Install Ollama on your machine so the ollama command is available in your shell.

Official installation link: ollama.com/download

Then verify:

ollama --help

Start the server:

ollama serve

In another terminal, pull a model. Example:

ollama pull qwen3.5:4b

Qwen 3.5 model library:

The default in this project is qwen3.5:4b. If you have sufficient memory, it is worth trying a larger model such as qwen3.5:9b or another larger Qwen 3.5 variant. The agent just sends prompts to Ollama's /api/generate endpoint.

 

Project Setup

Clone the repo or your fork and change into it:

git clone https://github.com/rasbt/mini-coding-agent.git
cd mini-coding-agent

If you forked it first, use your fork URL instead:

git clone https://github.com/<your-github-user>/mini-coding-agent.git
cd mini-coding-agent

 

Basic Usage

Start the agent:

cd mini-coding-agent
uv run mini-coding-agent

Without uv, run the script directly:

cd mini-coding-agent
python mini_coding_agent.py

By default it uses:

  • model: qwen3.5:4b
  • approval: ask

For a concrete usage example, see EXAMPLE.md.

 

Approval Modes

Risky tools such as shell commands and file writes are gated by approval.

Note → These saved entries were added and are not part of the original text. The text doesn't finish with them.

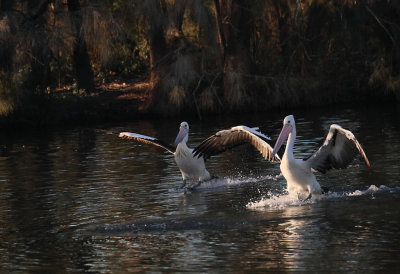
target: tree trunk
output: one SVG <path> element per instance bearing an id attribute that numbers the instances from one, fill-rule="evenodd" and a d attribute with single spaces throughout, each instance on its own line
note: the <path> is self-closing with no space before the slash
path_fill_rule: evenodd
<path id="1" fill-rule="evenodd" d="M 94 76 L 85 38 L 81 35 L 82 15 L 79 13 L 79 0 L 68 0 L 68 12 L 72 18 L 75 43 L 73 61 L 78 89 L 85 91 L 94 90 Z"/>
<path id="2" fill-rule="evenodd" d="M 166 56 L 167 48 L 164 27 L 152 26 L 149 34 L 150 46 L 150 81 L 155 84 L 160 78 L 162 58 Z"/>
<path id="3" fill-rule="evenodd" d="M 1 30 L 0 35 L 0 71 L 12 71 L 12 63 L 15 54 L 15 43 L 13 41 L 13 29 L 15 26 L 10 26 L 10 20 L 7 20 L 7 16 L 10 16 L 7 11 L 13 8 L 13 1 L 1 0 L 0 11 L 5 12 L 2 14 L 2 22 L 0 22 Z"/>
<path id="4" fill-rule="evenodd" d="M 150 1 L 150 0 L 149 0 Z M 174 108 L 169 103 L 171 90 L 178 85 L 180 75 L 174 70 L 177 58 L 182 57 L 181 49 L 186 46 L 182 34 L 185 0 L 175 1 L 167 7 L 163 0 L 153 0 L 152 11 L 148 11 L 149 46 L 150 46 L 150 100 L 144 106 L 161 113 L 171 113 Z M 168 18 L 166 21 L 154 20 L 154 16 Z M 182 91 L 182 89 L 180 89 Z M 184 93 L 181 92 L 182 97 Z M 172 107 L 172 109 L 171 109 Z"/>
<path id="5" fill-rule="evenodd" d="M 175 51 L 184 43 L 182 35 L 185 1 L 175 1 L 173 11 L 167 10 L 164 1 L 154 0 L 158 11 L 155 14 L 168 17 L 167 22 L 159 22 L 149 17 L 149 45 L 151 79 L 156 80 L 161 72 L 168 72 L 168 61 L 174 57 Z M 182 42 L 183 41 L 183 42 Z"/>
<path id="6" fill-rule="evenodd" d="M 239 0 L 215 0 L 224 49 L 224 97 L 231 108 L 248 102 L 245 76 L 251 73 L 250 4 Z"/>
<path id="7" fill-rule="evenodd" d="M 46 29 L 44 14 L 48 11 L 51 0 L 45 0 L 36 3 L 30 2 L 28 5 L 30 10 L 35 12 L 30 14 L 28 25 L 36 25 L 40 31 L 40 35 L 34 35 L 32 41 L 31 54 L 31 69 L 30 79 L 27 84 L 32 89 L 44 92 L 45 88 L 50 85 L 50 59 L 51 49 L 48 45 L 49 37 Z M 29 26 L 27 26 L 29 28 Z"/>

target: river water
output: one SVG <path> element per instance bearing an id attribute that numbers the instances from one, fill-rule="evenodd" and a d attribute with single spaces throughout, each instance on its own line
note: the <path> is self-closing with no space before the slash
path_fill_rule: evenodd
<path id="1" fill-rule="evenodd" d="M 287 114 L 298 158 L 338 123 L 371 168 L 357 158 L 317 175 L 329 192 L 300 202 L 286 195 L 279 164 L 244 145 L 207 161 L 218 179 L 183 191 L 171 154 L 105 133 L 172 143 L 178 119 L 1 132 L 0 272 L 398 271 L 398 107 L 192 119 L 189 145 L 239 124 L 277 138 Z"/>

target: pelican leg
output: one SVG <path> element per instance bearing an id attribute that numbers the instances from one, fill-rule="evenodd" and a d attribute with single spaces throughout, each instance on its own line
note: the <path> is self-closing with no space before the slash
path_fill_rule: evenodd
<path id="1" fill-rule="evenodd" d="M 305 198 L 305 199 L 303 200 L 303 202 L 306 202 L 306 201 L 310 200 L 311 197 L 312 197 L 312 193 L 310 192 L 310 194 L 308 194 L 307 198 Z"/>
<path id="2" fill-rule="evenodd" d="M 179 187 L 179 189 L 182 189 L 186 186 L 186 179 L 183 179 L 182 185 Z"/>
<path id="3" fill-rule="evenodd" d="M 202 181 L 199 181 L 197 184 L 195 184 L 192 187 L 189 187 L 190 190 L 195 190 L 196 188 L 198 188 L 201 185 Z"/>

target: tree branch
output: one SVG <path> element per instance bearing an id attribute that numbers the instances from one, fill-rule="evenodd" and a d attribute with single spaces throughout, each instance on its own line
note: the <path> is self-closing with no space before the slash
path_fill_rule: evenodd
<path id="1" fill-rule="evenodd" d="M 392 43 L 395 44 L 393 36 L 390 34 L 389 30 L 382 24 L 382 22 L 381 22 L 381 20 L 379 20 L 378 16 L 376 16 L 375 13 L 373 13 L 373 11 L 368 6 L 365 6 L 365 8 L 375 18 L 376 22 L 378 22 L 378 24 L 383 28 L 383 30 L 389 36 L 390 40 L 392 40 Z"/>

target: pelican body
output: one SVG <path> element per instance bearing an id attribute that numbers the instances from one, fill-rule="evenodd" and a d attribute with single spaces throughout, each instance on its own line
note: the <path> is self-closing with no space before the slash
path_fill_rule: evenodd
<path id="1" fill-rule="evenodd" d="M 182 122 L 180 124 L 179 133 L 174 142 L 176 149 L 174 146 L 157 138 L 137 133 L 121 132 L 119 137 L 159 146 L 174 154 L 175 162 L 182 174 L 183 183 L 181 188 L 186 186 L 187 180 L 198 181 L 198 183 L 190 189 L 197 188 L 203 181 L 213 178 L 205 167 L 206 159 L 236 146 L 250 143 L 260 151 L 265 159 L 271 161 L 280 160 L 279 157 L 283 155 L 282 150 L 279 150 L 278 155 L 271 157 L 272 146 L 269 137 L 259 132 L 258 128 L 250 128 L 247 126 L 236 126 L 218 131 L 216 134 L 201 142 L 195 149 L 191 149 L 187 146 L 187 141 L 189 139 L 189 124 L 187 122 Z"/>
<path id="2" fill-rule="evenodd" d="M 296 159 L 293 155 L 296 139 L 296 124 L 293 115 L 285 117 L 272 155 L 280 149 L 286 139 L 288 141 L 280 169 L 287 181 L 289 194 L 297 194 L 298 197 L 307 195 L 305 200 L 310 199 L 313 194 L 322 192 L 313 171 L 326 173 L 332 168 L 346 168 L 357 154 L 362 156 L 368 167 L 370 166 L 354 134 L 336 124 L 330 126 L 324 144 L 308 159 Z"/>
<path id="3" fill-rule="evenodd" d="M 189 139 L 189 124 L 187 122 L 182 122 L 180 124 L 179 133 L 174 142 L 176 149 L 174 146 L 169 145 L 157 138 L 137 133 L 121 132 L 119 137 L 132 139 L 146 144 L 152 144 L 172 153 L 182 174 L 183 183 L 180 188 L 184 188 L 186 186 L 187 180 L 198 181 L 195 186 L 191 187 L 191 189 L 194 189 L 203 181 L 207 181 L 212 178 L 206 169 L 204 158 L 194 157 L 193 149 L 189 148 L 186 144 Z"/>
<path id="4" fill-rule="evenodd" d="M 189 148 L 186 144 L 188 139 L 189 124 L 182 122 L 179 127 L 178 136 L 175 139 L 175 145 L 177 146 L 174 152 L 175 162 L 182 173 L 182 187 L 186 185 L 188 179 L 198 180 L 196 186 L 200 185 L 203 181 L 211 179 L 211 175 L 206 169 L 204 158 L 198 158 L 193 155 L 193 149 Z"/>

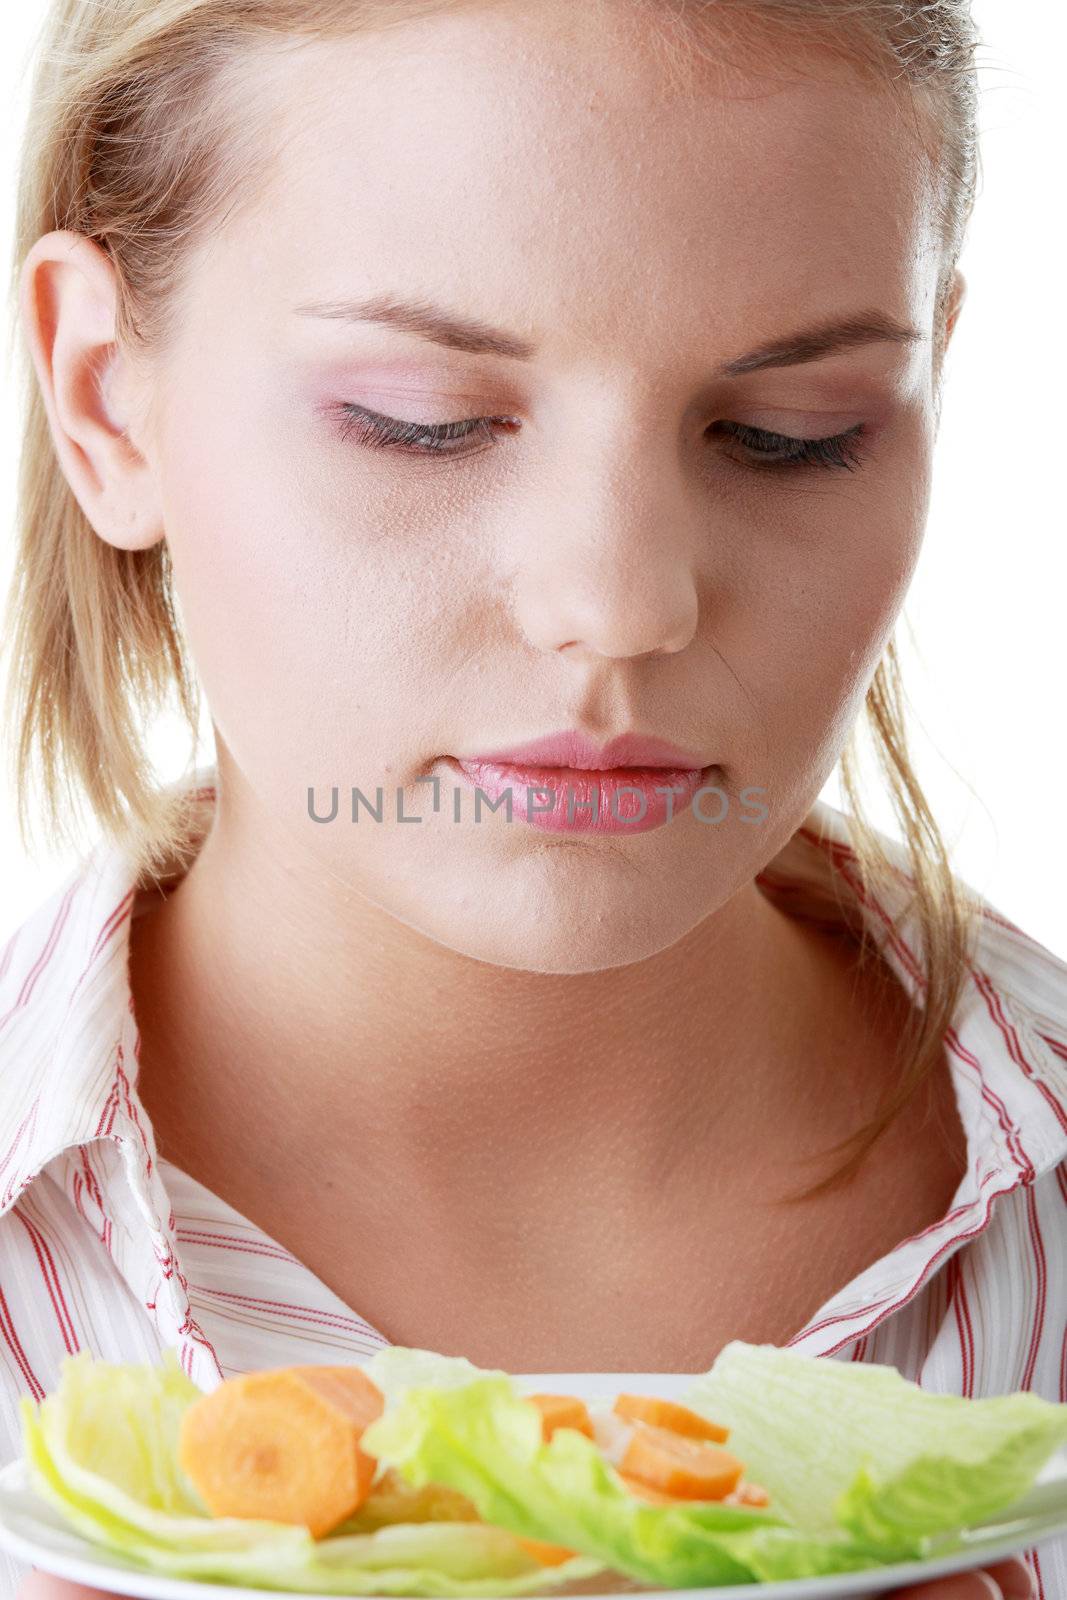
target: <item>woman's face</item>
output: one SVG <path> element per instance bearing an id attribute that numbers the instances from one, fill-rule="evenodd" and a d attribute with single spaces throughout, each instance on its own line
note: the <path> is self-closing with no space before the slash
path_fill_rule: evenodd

  • --approval ask prompts before risky actions (default and recommended)
  • --approval auto allows risky actions automatically (convenient but riskier)
  • --approval never denies risky actions

Example:

uv run mini-coding-agent --approval auto

 

Resume Sessions

The agent saves sessions under the target workspace root in:

.mini-coding-agent/sessions/

Resume the latest session:

uv run mini-coding-agent --resume latest

Resume a specific session:

uv run mini-coding-agent --resume 20260401-144025-2dd0aa

 

Interactive Commands

Inside the REPL, slash commands are handled directly by the agent instead of being sent to the model as a normal task.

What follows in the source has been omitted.